Maintenance is not glamorous. It rarely produces a ticket anyone is excited to write. The benefit is negative: the number of incidents that do not happen, the failures caught before they cascade, the engineer who does not spend their Saturday undoing six months of accumulated fragility.

The best operational teams treat maintenance as a first-class practice, not as what you do when nothing else is scheduled.

What a good post-mortem actually does

A post-mortem that ends at the trigger has not done its job.

A useful post-mortem asks: where else in the system does this kind of assumption exist? What made this failure mode invisible until now? What in our processes made it normal to defer the fix?

The goal is not to document the specific incident. The goal is to understand the conditions that allowed the failure to accumulate, because those conditions are probably generating other failures that have not surfaced yet.

The most valuable output of a post-mortem is not the action items. It is the updated mental model of where the system is fragile.

Operating with honesty

Teams that operate well do not assume reliability — they measure it.

They know which parts of the system are fragile, not because they intended it that way, but because they have been honest about where the risk lives. They have run failure simulations before production ran them. They have read the code that nobody understands. They have asked what happens when this particular service is slow, not just when it is down.

This is not pessimism. It is operational honesty. The risk exists whether or not anyone has looked at it. Looking does not create the problem; it reveals it at a time when something can still be done.

On time

Time is the one variable no system escapes.

Every decision has a date on it. The schema chosen in year one is still there in year five. The service that was “temporary” is production-critical in year three.
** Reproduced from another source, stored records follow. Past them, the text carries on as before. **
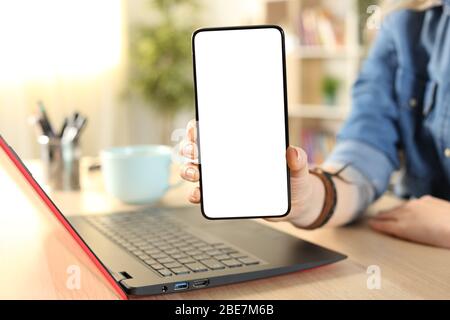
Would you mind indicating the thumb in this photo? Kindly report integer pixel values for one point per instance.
(297, 161)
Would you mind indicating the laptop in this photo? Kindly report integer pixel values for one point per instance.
(158, 250)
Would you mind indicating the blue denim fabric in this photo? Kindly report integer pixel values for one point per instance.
(401, 106)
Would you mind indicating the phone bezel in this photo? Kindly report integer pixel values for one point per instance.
(286, 120)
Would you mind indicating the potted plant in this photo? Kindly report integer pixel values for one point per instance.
(160, 68)
(330, 87)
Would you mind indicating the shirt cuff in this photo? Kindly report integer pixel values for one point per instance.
(369, 161)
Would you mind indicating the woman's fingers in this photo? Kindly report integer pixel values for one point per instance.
(191, 131)
(390, 227)
(190, 172)
(189, 150)
(297, 161)
(195, 195)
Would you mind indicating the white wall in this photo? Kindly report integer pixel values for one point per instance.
(112, 121)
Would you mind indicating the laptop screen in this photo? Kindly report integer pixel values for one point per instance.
(31, 237)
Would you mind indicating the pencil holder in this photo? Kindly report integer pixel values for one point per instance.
(61, 163)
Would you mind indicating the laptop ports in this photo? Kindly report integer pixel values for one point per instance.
(181, 286)
(200, 283)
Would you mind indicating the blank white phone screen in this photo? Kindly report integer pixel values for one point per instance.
(241, 120)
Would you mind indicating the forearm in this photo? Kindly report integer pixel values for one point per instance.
(353, 196)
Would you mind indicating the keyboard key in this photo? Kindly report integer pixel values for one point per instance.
(150, 261)
(201, 257)
(180, 270)
(206, 248)
(248, 261)
(159, 255)
(165, 247)
(165, 260)
(213, 252)
(186, 260)
(157, 266)
(193, 252)
(232, 263)
(178, 256)
(172, 251)
(213, 264)
(172, 265)
(238, 255)
(197, 267)
(222, 257)
(152, 251)
(198, 244)
(228, 250)
(165, 272)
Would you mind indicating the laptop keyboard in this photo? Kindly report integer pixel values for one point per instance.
(166, 247)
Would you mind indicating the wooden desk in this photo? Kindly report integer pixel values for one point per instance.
(35, 259)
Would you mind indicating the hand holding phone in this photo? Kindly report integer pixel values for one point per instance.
(300, 178)
(241, 103)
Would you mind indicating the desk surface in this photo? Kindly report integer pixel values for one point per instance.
(35, 259)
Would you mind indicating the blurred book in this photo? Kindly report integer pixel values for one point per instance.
(319, 28)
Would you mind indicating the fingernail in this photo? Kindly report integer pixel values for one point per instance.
(189, 150)
(195, 194)
(190, 173)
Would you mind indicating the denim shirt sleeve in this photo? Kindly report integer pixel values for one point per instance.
(372, 124)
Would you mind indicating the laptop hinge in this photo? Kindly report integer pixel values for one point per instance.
(119, 276)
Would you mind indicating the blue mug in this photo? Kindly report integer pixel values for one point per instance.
(137, 174)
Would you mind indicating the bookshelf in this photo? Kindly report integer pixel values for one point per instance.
(324, 47)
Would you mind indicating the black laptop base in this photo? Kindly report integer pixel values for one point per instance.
(160, 250)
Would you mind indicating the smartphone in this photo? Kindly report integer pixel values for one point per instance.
(241, 113)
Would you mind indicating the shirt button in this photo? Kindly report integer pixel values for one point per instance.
(447, 152)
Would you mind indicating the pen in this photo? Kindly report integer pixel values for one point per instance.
(64, 126)
(45, 123)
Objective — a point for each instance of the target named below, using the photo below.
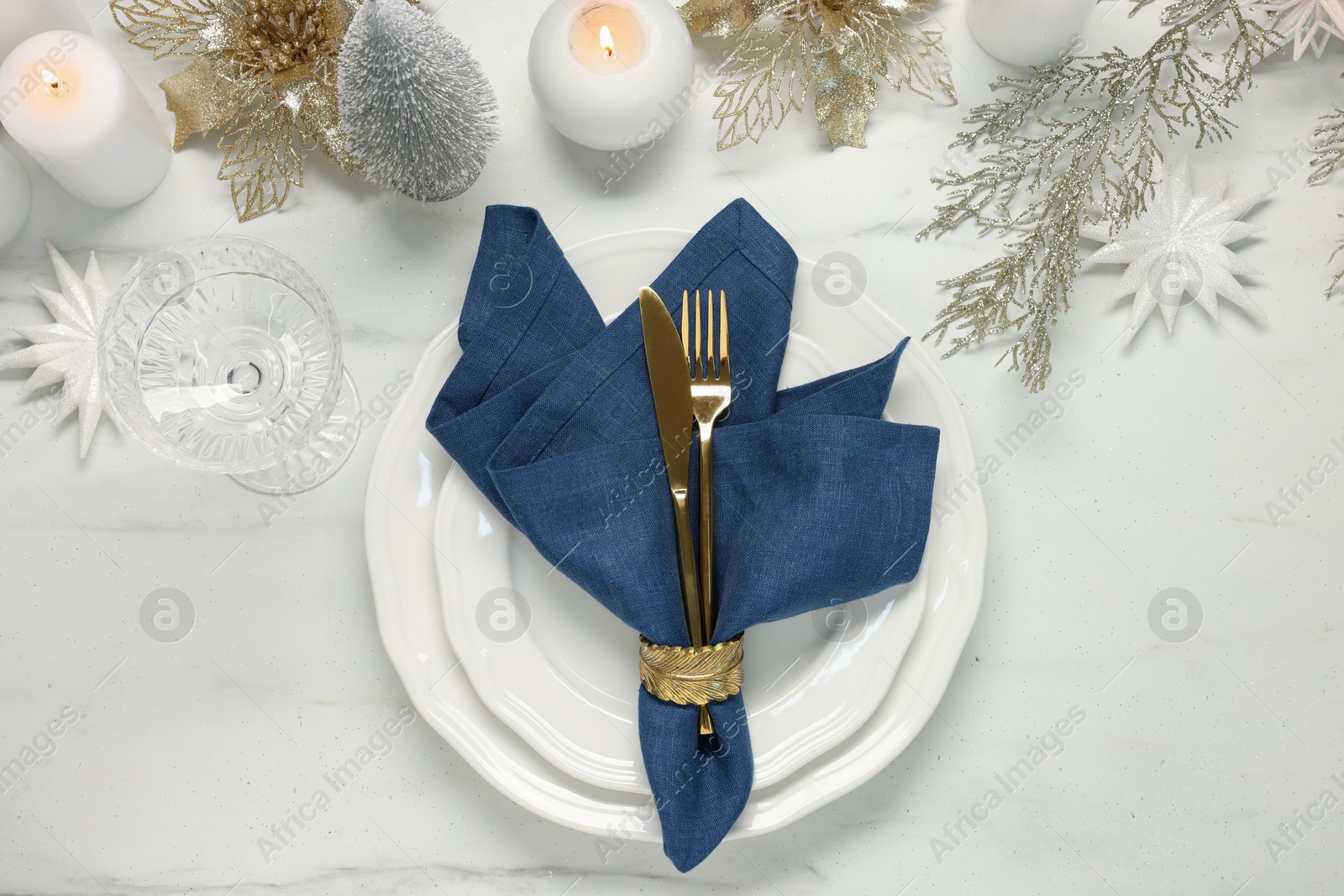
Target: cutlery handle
(685, 557)
(690, 586)
(707, 609)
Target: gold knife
(669, 378)
(671, 382)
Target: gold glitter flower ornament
(837, 49)
(264, 74)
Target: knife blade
(669, 376)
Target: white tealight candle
(612, 74)
(15, 196)
(66, 100)
(20, 19)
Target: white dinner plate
(562, 672)
(405, 481)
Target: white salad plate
(562, 672)
(407, 479)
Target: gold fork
(711, 392)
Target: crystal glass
(223, 355)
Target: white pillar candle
(612, 74)
(67, 101)
(1027, 33)
(15, 196)
(20, 19)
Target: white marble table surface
(1155, 474)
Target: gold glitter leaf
(264, 155)
(165, 27)
(839, 47)
(764, 80)
(264, 74)
(203, 98)
(846, 94)
(722, 18)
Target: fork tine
(723, 331)
(685, 328)
(710, 367)
(696, 372)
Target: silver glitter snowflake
(67, 351)
(1179, 248)
(1307, 23)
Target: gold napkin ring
(691, 674)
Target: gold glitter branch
(264, 74)
(840, 49)
(1072, 139)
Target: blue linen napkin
(817, 500)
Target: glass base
(319, 459)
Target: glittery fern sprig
(1328, 143)
(1073, 139)
(840, 50)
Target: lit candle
(612, 74)
(15, 196)
(67, 101)
(20, 19)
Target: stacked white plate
(537, 684)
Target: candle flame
(53, 81)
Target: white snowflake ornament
(1307, 23)
(67, 351)
(1179, 248)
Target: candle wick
(54, 85)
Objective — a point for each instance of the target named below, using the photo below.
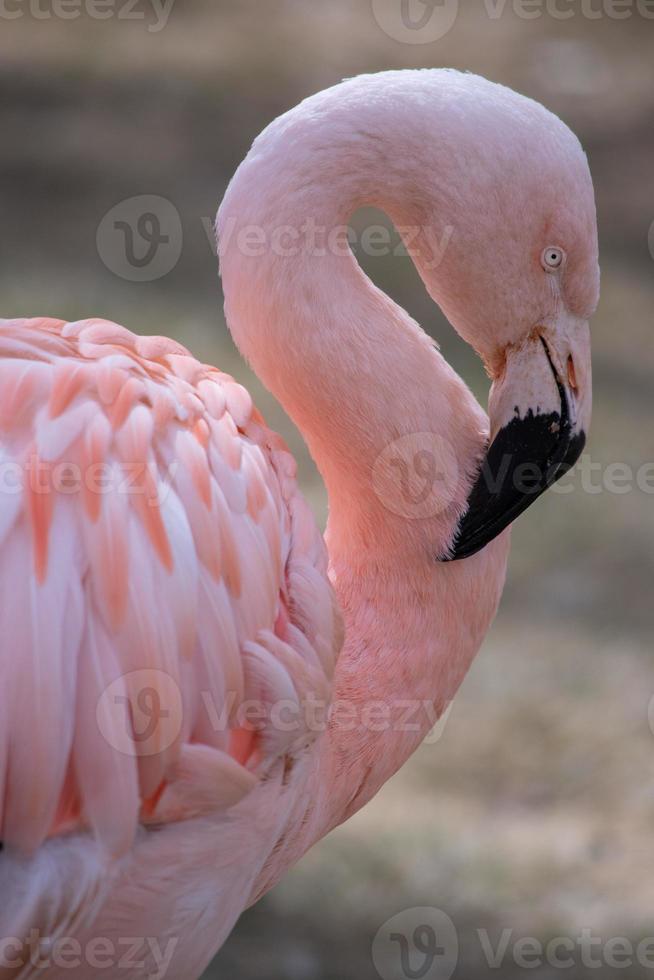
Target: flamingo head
(519, 280)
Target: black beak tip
(526, 458)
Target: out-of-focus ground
(535, 811)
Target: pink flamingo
(172, 619)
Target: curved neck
(384, 417)
(350, 367)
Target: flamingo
(175, 627)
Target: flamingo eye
(552, 258)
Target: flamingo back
(164, 587)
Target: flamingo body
(182, 714)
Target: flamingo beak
(540, 410)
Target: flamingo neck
(382, 413)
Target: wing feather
(159, 571)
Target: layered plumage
(143, 504)
(178, 721)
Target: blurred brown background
(535, 811)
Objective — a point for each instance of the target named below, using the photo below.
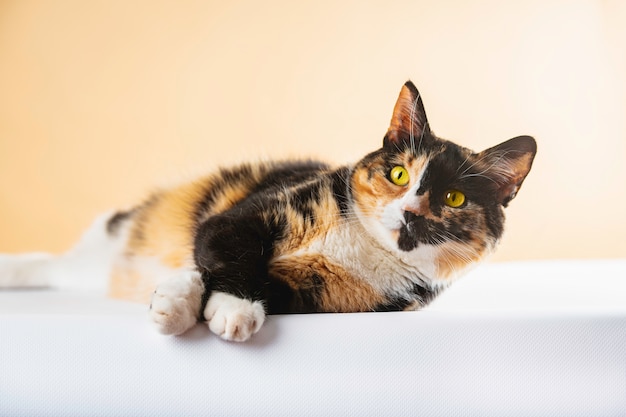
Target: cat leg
(233, 318)
(176, 303)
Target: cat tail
(87, 266)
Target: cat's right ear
(408, 122)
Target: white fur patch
(233, 318)
(85, 267)
(176, 303)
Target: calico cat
(389, 232)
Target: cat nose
(417, 206)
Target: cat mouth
(417, 230)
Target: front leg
(232, 253)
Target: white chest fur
(356, 251)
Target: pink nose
(417, 206)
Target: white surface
(536, 339)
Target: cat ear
(507, 164)
(408, 122)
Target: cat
(387, 233)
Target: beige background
(101, 100)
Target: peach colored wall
(102, 99)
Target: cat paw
(233, 318)
(176, 303)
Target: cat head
(439, 207)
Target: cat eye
(454, 198)
(399, 175)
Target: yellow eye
(454, 198)
(399, 176)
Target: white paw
(233, 318)
(176, 303)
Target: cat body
(386, 233)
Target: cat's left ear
(508, 164)
(408, 122)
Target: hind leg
(176, 303)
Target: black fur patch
(116, 221)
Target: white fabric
(519, 339)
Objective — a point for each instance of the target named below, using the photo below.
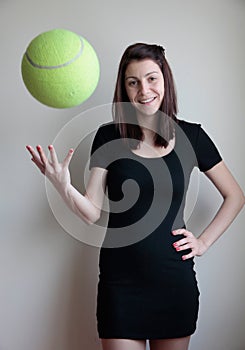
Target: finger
(35, 157)
(181, 231)
(67, 159)
(42, 155)
(31, 151)
(188, 256)
(180, 242)
(39, 165)
(53, 155)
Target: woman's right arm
(87, 206)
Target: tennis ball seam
(57, 66)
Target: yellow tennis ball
(60, 68)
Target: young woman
(147, 285)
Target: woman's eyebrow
(146, 75)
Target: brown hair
(124, 113)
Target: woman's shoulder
(109, 130)
(190, 129)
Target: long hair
(124, 114)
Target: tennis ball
(60, 68)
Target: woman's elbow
(92, 218)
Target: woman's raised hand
(57, 173)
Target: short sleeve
(101, 150)
(98, 151)
(206, 151)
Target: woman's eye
(132, 83)
(152, 79)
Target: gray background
(47, 277)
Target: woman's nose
(144, 88)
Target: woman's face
(144, 85)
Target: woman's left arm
(233, 201)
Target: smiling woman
(147, 286)
(145, 86)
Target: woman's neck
(148, 125)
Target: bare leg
(170, 344)
(123, 344)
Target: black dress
(146, 290)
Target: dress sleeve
(98, 154)
(206, 151)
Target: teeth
(148, 100)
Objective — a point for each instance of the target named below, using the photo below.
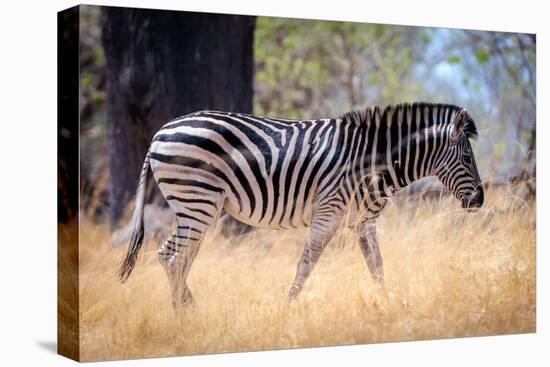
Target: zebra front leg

The abstraction that made sense at a hundred thousand users does not make sense at ten million.

Systems age. Not gracefully, unless someone is continuously working against entropy. The teams that build durable systems are not the ones who made better initial decisions — they are the ones who revisit decisions as the context around them changes.

Failure is often just time making visible a decision that should have been revisited earlier.

The question worth asking is not “why did this break?” It is “what else have we been too busy to look at?”